Out the window, I could see dad putting chains on all 4 wheels of his rusty mud brown F100 Ford Ranger. Which as a favor from God, started on the second try, and it was 4 wheel dirve. A rarity back then.
He drove next door and I watched them carefully load Sharon and John in the Ford. They drove back up the street and as mom walked up the front steps with the Reverend’s other 2 children in tow, I heard dad yell to her.
“One hour! Not second more. If I don’t call the house in one hour, call the police and tell Gary to get in the big tractor and come looking for us.”
The truck rolled down the street and disappeared into the whiteout. I bit my lip and the tailghts were the last thhing I saw. I looked up at the Westclock clock on the wall. I still remember the time. 3.25 A.M. One hour.
Mom called a friend of hers who lived right along the highway, halfway to Morris. She asked Eileen to watch for the headlights and call her if they passed.
Every gust seemed worse than the last gust and it seemed to get darker instead of lighter as the seconds ticked by. After what seemed like 2 days of waiting, 3:55 ticked by and the phone exploded! It was Eileen. Highights had just passed going slowly westbound. It had to be them, but clearly the going was slow, 3.5 miles in 30 minutes.
20 more minutes and my mom could wait no longer. She called the Hospital in Morris. They had not arrived.

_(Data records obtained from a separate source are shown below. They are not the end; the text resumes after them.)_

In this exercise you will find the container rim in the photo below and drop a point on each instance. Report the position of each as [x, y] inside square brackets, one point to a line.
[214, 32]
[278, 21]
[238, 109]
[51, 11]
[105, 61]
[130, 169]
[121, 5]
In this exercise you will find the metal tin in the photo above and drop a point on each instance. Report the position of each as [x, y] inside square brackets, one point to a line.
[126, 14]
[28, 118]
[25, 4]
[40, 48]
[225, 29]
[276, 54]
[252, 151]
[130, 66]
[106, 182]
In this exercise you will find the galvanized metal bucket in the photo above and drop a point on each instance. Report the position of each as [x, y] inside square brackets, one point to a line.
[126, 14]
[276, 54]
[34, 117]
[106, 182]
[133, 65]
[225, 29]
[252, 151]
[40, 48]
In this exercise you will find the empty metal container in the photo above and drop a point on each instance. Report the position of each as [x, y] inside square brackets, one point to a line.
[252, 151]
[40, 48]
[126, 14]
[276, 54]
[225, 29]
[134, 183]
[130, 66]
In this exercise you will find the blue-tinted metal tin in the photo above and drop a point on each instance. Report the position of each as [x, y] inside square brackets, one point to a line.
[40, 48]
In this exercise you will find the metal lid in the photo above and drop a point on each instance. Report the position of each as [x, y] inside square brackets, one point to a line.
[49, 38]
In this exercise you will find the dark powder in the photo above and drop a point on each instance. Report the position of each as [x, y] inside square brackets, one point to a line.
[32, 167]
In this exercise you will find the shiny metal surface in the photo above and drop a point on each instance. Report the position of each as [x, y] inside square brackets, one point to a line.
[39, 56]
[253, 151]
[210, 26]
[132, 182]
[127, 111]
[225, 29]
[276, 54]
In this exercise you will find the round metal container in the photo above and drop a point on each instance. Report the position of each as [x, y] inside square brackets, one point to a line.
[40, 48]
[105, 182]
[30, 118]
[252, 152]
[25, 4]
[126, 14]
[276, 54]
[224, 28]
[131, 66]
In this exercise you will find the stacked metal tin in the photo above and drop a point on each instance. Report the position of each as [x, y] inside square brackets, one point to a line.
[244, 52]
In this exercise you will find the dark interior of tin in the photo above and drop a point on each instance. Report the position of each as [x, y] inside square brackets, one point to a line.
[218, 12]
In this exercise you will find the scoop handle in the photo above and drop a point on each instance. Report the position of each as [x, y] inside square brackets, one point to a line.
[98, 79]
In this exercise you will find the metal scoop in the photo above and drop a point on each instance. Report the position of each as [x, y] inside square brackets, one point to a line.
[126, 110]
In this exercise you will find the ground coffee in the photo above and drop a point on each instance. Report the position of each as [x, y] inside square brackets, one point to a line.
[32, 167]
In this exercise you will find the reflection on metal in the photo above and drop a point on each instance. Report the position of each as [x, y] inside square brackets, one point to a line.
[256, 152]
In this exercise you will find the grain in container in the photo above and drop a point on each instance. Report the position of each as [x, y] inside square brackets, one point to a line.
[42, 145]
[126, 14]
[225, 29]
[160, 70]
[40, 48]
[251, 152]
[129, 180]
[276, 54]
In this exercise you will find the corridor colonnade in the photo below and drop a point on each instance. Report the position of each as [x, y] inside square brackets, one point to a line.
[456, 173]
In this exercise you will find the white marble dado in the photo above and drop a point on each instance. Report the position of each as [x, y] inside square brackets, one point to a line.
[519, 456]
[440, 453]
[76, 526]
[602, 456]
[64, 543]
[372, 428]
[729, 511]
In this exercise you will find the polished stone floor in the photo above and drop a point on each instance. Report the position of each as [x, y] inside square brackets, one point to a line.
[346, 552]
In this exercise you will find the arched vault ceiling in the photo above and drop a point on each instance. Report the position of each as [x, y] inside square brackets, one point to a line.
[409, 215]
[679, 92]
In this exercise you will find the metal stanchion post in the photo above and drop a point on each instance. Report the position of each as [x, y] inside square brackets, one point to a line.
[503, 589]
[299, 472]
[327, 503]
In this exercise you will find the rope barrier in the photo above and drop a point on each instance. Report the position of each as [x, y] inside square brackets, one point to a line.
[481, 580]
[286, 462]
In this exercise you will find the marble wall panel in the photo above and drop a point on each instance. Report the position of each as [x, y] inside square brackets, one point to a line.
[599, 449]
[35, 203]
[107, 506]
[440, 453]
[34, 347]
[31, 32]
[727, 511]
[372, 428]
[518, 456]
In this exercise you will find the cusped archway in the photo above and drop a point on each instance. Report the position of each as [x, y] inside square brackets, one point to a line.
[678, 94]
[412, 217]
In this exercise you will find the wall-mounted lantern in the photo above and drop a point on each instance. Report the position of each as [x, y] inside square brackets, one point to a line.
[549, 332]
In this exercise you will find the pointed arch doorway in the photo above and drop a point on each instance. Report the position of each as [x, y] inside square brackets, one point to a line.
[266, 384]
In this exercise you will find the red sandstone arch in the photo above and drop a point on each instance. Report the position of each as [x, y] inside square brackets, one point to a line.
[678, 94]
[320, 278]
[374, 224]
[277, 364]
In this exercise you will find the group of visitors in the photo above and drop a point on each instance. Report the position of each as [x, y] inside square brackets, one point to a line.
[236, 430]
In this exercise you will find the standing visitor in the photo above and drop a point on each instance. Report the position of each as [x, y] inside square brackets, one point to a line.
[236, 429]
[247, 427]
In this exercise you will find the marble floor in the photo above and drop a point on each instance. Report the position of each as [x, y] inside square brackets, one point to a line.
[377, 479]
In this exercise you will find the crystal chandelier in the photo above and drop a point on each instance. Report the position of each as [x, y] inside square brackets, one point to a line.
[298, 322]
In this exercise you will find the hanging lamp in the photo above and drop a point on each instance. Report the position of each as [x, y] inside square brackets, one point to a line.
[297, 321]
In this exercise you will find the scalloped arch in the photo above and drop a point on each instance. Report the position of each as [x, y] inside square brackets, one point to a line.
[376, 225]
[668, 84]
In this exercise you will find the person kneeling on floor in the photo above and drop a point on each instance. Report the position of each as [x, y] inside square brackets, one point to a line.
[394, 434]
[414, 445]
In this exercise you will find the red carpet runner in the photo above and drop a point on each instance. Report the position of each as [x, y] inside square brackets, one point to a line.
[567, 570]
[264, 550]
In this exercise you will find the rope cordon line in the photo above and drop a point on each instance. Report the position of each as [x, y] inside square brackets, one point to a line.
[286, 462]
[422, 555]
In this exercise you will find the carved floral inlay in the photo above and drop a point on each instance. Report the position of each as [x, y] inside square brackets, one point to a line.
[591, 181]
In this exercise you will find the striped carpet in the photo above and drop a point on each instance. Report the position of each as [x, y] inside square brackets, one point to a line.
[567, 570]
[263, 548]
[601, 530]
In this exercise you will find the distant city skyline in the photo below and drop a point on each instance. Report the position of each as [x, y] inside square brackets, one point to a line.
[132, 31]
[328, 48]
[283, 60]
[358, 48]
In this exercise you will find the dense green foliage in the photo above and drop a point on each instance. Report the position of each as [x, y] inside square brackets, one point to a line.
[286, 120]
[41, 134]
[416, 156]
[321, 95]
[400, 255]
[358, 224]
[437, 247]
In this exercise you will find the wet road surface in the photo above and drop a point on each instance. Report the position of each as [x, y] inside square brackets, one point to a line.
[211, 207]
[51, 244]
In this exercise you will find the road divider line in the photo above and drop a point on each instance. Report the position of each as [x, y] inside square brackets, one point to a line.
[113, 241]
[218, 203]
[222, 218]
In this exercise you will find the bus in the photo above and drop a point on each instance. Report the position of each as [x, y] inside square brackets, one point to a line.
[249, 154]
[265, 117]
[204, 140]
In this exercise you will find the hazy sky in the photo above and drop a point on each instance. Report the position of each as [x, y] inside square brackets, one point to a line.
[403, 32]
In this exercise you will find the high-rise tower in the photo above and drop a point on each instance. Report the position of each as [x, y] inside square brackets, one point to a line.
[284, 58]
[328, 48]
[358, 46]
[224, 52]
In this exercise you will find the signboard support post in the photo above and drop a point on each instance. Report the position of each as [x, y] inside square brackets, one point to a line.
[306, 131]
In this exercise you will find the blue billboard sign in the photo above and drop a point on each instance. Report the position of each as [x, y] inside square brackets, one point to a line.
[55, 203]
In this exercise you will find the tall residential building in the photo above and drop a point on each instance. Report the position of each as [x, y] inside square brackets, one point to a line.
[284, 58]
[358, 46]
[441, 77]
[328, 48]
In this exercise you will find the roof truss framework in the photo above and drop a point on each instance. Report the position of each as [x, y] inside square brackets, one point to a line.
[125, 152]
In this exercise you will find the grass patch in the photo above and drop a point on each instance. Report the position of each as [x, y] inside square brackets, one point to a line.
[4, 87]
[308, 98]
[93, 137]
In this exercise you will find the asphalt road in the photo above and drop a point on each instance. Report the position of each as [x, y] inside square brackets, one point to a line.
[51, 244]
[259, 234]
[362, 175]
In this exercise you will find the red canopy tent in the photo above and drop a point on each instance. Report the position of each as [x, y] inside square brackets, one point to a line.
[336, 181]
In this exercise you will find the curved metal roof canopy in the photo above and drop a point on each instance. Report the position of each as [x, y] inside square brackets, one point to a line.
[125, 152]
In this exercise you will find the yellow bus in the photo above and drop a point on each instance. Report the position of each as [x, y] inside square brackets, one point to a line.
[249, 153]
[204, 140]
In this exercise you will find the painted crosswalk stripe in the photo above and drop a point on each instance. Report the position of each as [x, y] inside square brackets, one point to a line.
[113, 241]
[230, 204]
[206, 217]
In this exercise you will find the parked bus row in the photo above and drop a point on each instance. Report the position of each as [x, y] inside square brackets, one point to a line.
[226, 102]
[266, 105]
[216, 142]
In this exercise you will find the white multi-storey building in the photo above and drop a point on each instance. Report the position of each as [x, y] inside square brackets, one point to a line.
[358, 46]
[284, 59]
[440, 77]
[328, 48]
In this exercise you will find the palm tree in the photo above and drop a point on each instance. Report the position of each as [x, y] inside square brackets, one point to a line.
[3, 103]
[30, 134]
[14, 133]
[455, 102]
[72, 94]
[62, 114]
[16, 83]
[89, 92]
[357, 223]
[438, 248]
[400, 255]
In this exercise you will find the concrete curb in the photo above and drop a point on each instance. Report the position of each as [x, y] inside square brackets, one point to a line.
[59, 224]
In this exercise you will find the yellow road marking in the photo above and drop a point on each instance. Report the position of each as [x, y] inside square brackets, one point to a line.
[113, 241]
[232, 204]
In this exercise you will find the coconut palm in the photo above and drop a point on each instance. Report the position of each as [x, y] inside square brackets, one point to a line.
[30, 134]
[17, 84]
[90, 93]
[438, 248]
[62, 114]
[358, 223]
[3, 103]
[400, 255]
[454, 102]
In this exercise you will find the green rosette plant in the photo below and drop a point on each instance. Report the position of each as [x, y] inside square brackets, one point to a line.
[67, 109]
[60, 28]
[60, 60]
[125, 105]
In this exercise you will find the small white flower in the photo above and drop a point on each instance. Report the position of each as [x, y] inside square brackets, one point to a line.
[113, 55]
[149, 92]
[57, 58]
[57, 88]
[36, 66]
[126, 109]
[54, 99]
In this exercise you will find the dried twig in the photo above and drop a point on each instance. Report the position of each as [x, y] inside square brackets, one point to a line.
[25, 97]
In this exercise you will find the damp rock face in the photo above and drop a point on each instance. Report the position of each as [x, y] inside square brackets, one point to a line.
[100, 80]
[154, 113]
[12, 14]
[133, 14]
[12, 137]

Every second was an hour. Just before 20 past, the sound of the phone knocked all of us off our the kitchen chairs.
They made it. And not with too much time to spare. The Reverend’s second son was born within the hour.
Years later dad confided to me that he thought their goose was cooked. It was worse than even he imagined. Several times they had to back up and make run after run to break through drifts. But every time he thought they were done for, they broke though. He said that in those conditions, if that wasn’t proof you can ask and God will provide, he doesn’t what would convince you.
It seems like a whole different world back then. No cell phones, no GPS, only neighbors, friends, and that yellow phone on the wall in the kitchen.
Whenever I think of this, I’m proud of dad. Everybody seemed always to look to him when they didn’t know what to do. And he always did it.